Rabbits and Guinea Pigs

Rabbits and guinea pigs make wonderful companions and thrive in our homes. They can adapt well to apartments and often love to be part of the family activities. They have specialised nutritional needs and are not recommended as low maintenance pets.

We believe in providing a high standard of care for our rabbit and guinea pig patients.

 

We offer all services for rabbits and guinea pigs including:

  • Emergency care
  • Hospitalisation with dedicated ward and custom enclosures
  • Annual health examinations
  • Desexing males and females (guinea pigs and rabbits)
  • Vaccination of rabbits
  • Micro-chipping
  • Laboratory testing
  • Diagnostic imaging – X-ray, Ultrasound, CT, MRI and fluoroscopy
  • Dentistry
  • Surgery for minor and major procedures
  • Behavioural investigations and management
  • Direct access to other specialities including oncology, ophthalmology, cardiology and imaging

 

 

Illness in rabbits and guinea pigs…

Rabbits and guinea pigs are prey species. They can often hide signs of disease until the problem has become very advanced and many injuries that initially seem minor, can also be very serious.

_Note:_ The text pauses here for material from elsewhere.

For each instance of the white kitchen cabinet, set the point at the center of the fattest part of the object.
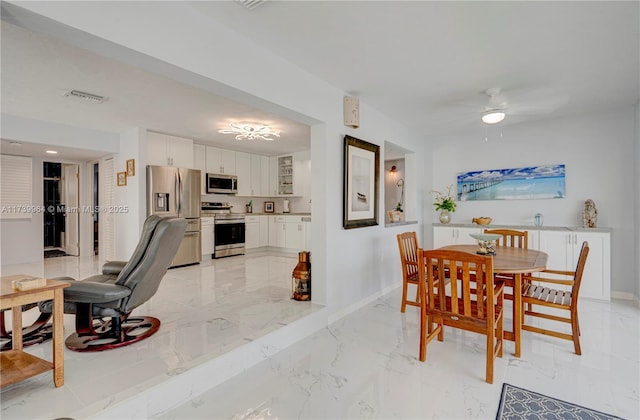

We recommend always erring on the side of caution when something seems unusual with your small herbivore and having them examined by an small mammal veterinarian.

Signs of illness or injury in small herbivores:

  • Less active, hunched or fluffed posture
  • Refusing food, drooling, reduced appetite or inability to chew
  • Reduced faecal production or changes in the consistency, size or shape of faecal pellets
  • Changes in normal behaviours or routine
  • Having difficulty moving, limping or not using a leg
  • Breathing difficulties, discharge from the mouth or nostrils
  • Sneezing, coughing
  • Changes to one or both eyes (swelling, redness, discharge)
  • Drinking excessively
  • Urinating excessively or changes to the urine consistency or colour
  • Seizures, tremors
  • Bleeding, wounds, lumps or swellings
  • Fur loss, itching

 

 

Bringing your rabbit or guinea pig to the vet

Bringing your small herbivore to the vet can be a stressful time, especially when they are unwell or injured.

All patients need to arrive at the appointment in an enclosure. Usually their normal enclosure is too large or difficult to bring in, so examples of other carriers include:

  • Cat and dog travel carriers are perfect for transport
  • Clothes baskets are sometimes used to transport guinea pigs. It is recommended to cover baskets with a towel to ensure they feel secure

A photo of the cage and surroundings can often be very helpful for the veterinarian.